Can the PM get back to where he was?
The above is one of the videos now on YouTube with the words of the Proclaimers 500 Miles song adapted for Mr Cummings and his drive to Durham during the lockdown. This events of the past week have dominated the headlines and become a big talking point.
The question is what will be the long term political impact? All the polling as we have seen has been very negative with even many of those who voted for Boris in December being negative. It is not helped, of course, by the reaction of Cummings himself.
But what about Johnson? Will we be looking back at the events of May 2020 after the next general election and concluding that this was when the rot set in or is it going to be just a distant memory.
Times writer Phillip Collins has a good analysis this morning and argues that the PM “has sacrificed too much for Cummings”. He writes:
“It is hard to see how the verdict on its handling of the pandemic can be anything but harsh. Excess deaths in Britain appear to be one of the highest in the world and at no point has the government communicated a sense of being in control. Ministers have demeaned themselves with robotic tweets.
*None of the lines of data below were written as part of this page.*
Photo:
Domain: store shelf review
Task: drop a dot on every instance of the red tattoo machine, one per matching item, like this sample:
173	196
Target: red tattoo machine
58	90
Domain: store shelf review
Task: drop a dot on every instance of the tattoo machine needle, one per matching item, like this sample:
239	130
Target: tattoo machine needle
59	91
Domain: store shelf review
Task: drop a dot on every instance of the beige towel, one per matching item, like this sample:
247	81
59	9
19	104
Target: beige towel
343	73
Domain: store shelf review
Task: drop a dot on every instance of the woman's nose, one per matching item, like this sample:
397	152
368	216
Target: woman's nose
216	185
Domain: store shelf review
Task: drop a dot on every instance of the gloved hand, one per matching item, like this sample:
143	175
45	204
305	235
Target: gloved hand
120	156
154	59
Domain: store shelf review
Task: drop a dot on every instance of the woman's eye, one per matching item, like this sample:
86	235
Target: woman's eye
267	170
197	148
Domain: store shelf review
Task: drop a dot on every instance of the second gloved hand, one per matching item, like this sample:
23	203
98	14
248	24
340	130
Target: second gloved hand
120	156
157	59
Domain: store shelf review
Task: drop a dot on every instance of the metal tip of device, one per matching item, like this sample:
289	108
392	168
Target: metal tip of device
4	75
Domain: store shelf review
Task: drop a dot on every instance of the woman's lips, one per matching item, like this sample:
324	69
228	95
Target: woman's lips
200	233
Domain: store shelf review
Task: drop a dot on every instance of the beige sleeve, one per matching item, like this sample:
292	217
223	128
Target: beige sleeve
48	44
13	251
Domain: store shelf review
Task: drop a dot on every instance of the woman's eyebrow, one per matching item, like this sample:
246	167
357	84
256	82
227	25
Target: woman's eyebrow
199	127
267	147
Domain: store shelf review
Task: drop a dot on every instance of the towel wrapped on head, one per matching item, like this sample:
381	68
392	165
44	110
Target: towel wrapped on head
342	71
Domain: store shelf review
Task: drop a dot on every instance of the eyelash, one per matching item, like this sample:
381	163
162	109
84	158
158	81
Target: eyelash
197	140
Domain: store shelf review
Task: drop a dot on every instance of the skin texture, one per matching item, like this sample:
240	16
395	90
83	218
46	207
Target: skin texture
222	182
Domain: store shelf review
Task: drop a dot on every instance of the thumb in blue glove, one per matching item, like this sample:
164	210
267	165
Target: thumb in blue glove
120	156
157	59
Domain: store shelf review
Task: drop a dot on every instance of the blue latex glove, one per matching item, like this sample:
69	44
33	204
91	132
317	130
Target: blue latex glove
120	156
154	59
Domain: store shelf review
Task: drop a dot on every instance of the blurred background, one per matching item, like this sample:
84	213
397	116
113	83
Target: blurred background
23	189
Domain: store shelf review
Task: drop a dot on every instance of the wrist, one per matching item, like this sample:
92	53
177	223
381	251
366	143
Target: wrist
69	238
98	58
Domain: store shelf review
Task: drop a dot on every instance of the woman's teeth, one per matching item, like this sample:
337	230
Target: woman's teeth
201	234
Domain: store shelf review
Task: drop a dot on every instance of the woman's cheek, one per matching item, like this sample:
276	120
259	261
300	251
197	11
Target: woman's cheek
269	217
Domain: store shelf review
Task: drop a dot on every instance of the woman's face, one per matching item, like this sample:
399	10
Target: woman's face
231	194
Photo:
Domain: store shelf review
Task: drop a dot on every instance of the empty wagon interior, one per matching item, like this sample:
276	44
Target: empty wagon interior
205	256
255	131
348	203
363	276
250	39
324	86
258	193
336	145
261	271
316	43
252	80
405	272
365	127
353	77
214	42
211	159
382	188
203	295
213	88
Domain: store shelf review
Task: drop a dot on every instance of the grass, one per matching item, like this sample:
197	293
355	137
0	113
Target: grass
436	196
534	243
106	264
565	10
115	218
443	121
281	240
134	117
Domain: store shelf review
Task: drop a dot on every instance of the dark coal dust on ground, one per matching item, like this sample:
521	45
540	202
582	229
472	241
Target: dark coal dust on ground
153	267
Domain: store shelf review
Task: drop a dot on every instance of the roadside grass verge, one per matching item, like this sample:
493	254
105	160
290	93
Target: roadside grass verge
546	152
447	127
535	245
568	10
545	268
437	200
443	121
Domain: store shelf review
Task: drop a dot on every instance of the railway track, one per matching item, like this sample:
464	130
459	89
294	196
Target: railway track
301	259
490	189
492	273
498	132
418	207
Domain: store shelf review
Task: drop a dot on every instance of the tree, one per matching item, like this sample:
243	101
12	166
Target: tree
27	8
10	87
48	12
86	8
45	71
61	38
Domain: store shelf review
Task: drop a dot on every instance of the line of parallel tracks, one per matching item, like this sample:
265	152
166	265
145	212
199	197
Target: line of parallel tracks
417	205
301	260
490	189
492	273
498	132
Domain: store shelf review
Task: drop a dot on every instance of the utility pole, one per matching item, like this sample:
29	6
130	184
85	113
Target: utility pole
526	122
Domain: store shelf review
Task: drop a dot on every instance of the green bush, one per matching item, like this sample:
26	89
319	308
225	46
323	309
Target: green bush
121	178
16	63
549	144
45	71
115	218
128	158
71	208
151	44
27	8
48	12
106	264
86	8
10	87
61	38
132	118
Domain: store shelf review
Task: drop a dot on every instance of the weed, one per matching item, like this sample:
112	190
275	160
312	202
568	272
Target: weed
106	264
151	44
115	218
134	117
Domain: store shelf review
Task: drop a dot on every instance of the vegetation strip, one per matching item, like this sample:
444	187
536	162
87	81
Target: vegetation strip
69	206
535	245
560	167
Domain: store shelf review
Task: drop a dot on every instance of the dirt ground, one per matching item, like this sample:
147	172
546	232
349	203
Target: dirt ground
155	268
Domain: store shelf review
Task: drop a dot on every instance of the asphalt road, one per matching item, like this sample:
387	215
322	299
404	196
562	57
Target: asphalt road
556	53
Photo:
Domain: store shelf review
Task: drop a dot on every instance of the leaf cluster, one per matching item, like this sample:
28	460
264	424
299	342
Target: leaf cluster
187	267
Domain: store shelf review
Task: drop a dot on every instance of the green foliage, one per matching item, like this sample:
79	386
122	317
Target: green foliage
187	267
It has been excruciating to see them grovel in support of Mr Cummings and there is not one among them who commands much respect. …. the government needs to husband the poll lead it enjoyed in the election and during Labour’s lotus years. Instead, Mr Johnson has wasted all his advantage on Mr Cummings. Politics is not always fair and it is not always pretty. Even if I thought Mr Cummings was entirely blameless, the decision to sack him would be easy. A collapse in the government’s ratings, of the sort that happened this week, is an event in the next general election. .. He is now a net liability, even if you defend what he did last month.“
We’ll see tomorrow night what Cummings has done to the government’s and PM’s reputation with the regular approval ratings in this week’s Opinium poll. Last week’s survey was carried out almost entirely before this broke.